Superposition of WCK 5153 inhibited complex of PBP2 with zidebactam complexed to PBP3. PBP2 and bound WCK 5153 are depicted in orange, and PBP3 is in gray with its bound zidebactam ligand in teal carbon atoms. The moieties of WCK 5153 and zidebactam are labeled as in Fig. 2B. The active site Cα atoms of PBP2 residues 325 to 333 (α12 helix region containing catalytic S327), 364 to 367 (includes β15), 378 to 387 (α13 region), 447 to 452 (α17), and 537 to 542 (β18) were superpositioned onto their equivalent atoms in PBP3 (residues 292 to 300, 330 to 333, 343 to 352, 404 to 409, and 483 to 488, respectively), yielding an RMSD of 0.81 Å for 35 Cα atoms.

FIG 9

DSF thermal shift measurement of DBOs binding to PBP3. (A) Zidebactam, WCK 5153, and WCK 4234 binding to PBP3 at the indicated concentrations. The compounds were dissolved in DMSO with a final DMSO concentration of 2% in the DSF experiment; a PBP3 2% DMSO control experiment is therefore also included.
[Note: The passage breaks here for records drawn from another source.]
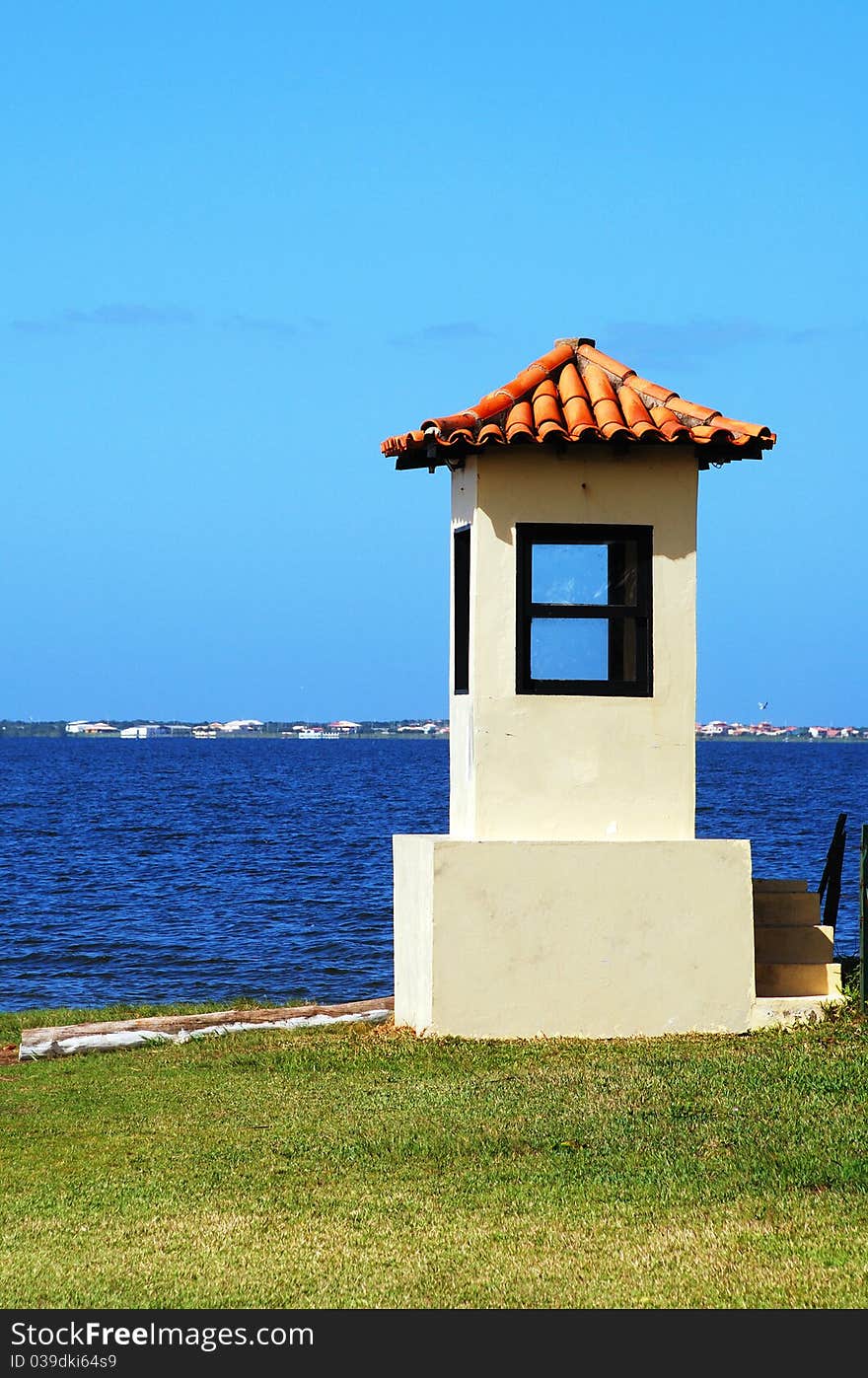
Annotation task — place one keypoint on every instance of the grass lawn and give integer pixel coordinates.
(361, 1167)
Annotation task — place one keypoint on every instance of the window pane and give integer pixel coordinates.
(569, 573)
(569, 648)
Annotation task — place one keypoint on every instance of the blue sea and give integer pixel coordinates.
(214, 870)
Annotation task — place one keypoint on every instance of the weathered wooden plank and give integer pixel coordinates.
(178, 1023)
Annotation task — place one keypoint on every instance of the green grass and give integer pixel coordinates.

For comparison, ceftazidime is a positive control since it showed a large increase in T_m as previously published (29). Experiments were done in duplicate, and a representative curve is shown for each experiment. (B) Avibactam binding to PBP3. Data are plotted similarly as in Fig. 5. Avibactam was dissolved in water. Experiments were done in triplicate, and a representative curve is shown for each experiment.